Site icon Mark Mullaly

Email’s Brave New World

Communicating with people is hard. People can be messy, complicated, awkward and difficult. Each of us has different perspectives, personalities, goals and internal narratives. Those combine into a complex brew of interactions that shape how we communicate and how we like to be communicated with. Any help in making better communication should be useful. And yet last week I came across a tool that claims to do that, and it completely creeped me out.

Crystal claims to be “the biggest improvement to email since spell check.” A bold claim certainly, but they think they have the goods to back it up. They promise to advise you on the best way to communicate with anyone, based upon their personality.

The mechanics of how the software works are fascinating; type in someone’s name, and it scans the web for all that they have written, doing a linguistic analysis to evaluate their personality. The results offer you an assessment of how to communicate with them, and a guide to how accurate their recommendations are, based upon how much information you can find.

Plug my name in, and Crystal will tell you (with 84% accuracy confidence) that you should keep sarcastic remarks to yourself, stay objective rather than emotional and not exaggerate about any facts (not even a little bit). If you want to send me an email, it advised being brief (three sentences or less, to be specific), back up any claims with data and avoid the use of emotionally expressive language. Ignoring the fact that this makes me seem like an emotionless, nit-picky tyrant, the essence of it isn’t bad. Following the advice will probably get you better results than ignoring it.

Of course, any personality assessment is subject to the Barnum effect. Named in honour of P.T. Barnum, it suggests that anyone will give high ratings to personality assessments that are general enough to apply to most people. So a key question is, do the results vary by person, and do they vary in a meaningful way? I took advantage of being at a conference last week to assess a few people I knew well using Crystal (I won’t say who, to preserve confidentiality and keep people on their toes).

Run a number of people through the tool, and a few things become obvious. One, Crystal tries hard to give meaningful results, and offers advice on a range of topics, from speaking, emailing, working with or selling to a candidate. At the same time, the personality framework behind Crystal is pretty simple. Probably two polarized dimensions (because, truly, there is no concept that cannot be explained by a two-by-two matrix). The same statements come up pretty regularly, but not for everyone. Two similar people, however, will get two very similar profiles.

So why does this creep me out? A little bit of background might help before we get into this. I’m no stranger to personality theory, and understanding the differences that influence how we approach interactions. I’ve worked with a number of personality tools, I’ve read broadly and deeply about related theories, and I have facilitated numerous workshops and meetings with the specific and express intent of helping people to understand each other better.

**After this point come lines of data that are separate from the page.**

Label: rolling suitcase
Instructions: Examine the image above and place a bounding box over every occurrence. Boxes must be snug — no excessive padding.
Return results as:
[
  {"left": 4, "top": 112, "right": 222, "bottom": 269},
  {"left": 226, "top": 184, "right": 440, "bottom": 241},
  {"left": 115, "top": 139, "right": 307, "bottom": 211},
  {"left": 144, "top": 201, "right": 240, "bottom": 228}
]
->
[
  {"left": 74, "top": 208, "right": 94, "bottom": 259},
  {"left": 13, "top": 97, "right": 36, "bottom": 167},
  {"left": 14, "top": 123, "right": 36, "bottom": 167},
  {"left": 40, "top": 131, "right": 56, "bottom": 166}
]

I have even gone so far as to help people identify the attributes associated with different personalities, so that they  can recognize the likely preferences of someone else. Which is exactly what Crystal offers: type in a name, and get a profile and guidance in return.

The difference is in the mechanics. When I build up an understanding of someone, it is based upon numerous interactions with them. I am not only trying to ascertain preferences, I am shaping my understanding of someone (and they are in turn shaping my perceptions) through actual communication. The back-and-forth of human dynamics leads to a relatively comprehensive and nuanced sense of who they are and how they work.

Crystal, on the other hand, works in the vacuum of the internet. It doesn’t interact with you, and instead reads the bread crumbs and rabbit droppings you have left in your travels online. There is no interaction, no testing and no validation. While there is that disclaimer of percentage confidence, I still managed to get a profile of someone where the accuracy was considered 0%.

Better communications comes from, for want of a better expression, emotional intelligence. From our ability to accurately assess ourselves and others, and our capacity to adapt our approach as a result. There is certainly a risk that emotional intelligence can be a source of manipulation and deception, particularly by malicious narcissists. Although at least the deceivers and manipulators are taking the time to understand their prey.

Crystal presages a new and different take on personality. It is not emotional intelligence, per se, because there is no intelligence required: any user of Crystal is doing nothing more than typing in a name, and being provided with formulaic guides of how to behave in dealing with a target. What Crystal does do, however, is provide a remarkable insight into how, with little effort, technology can shape our interaction. As simple as Crystal currently is, there is a great deal of complexity behind it, and such capabilities will only get more refined in time. It says a lot about how we are likely to be marketed and sold to in the future. A brave new world, but an ominous one also.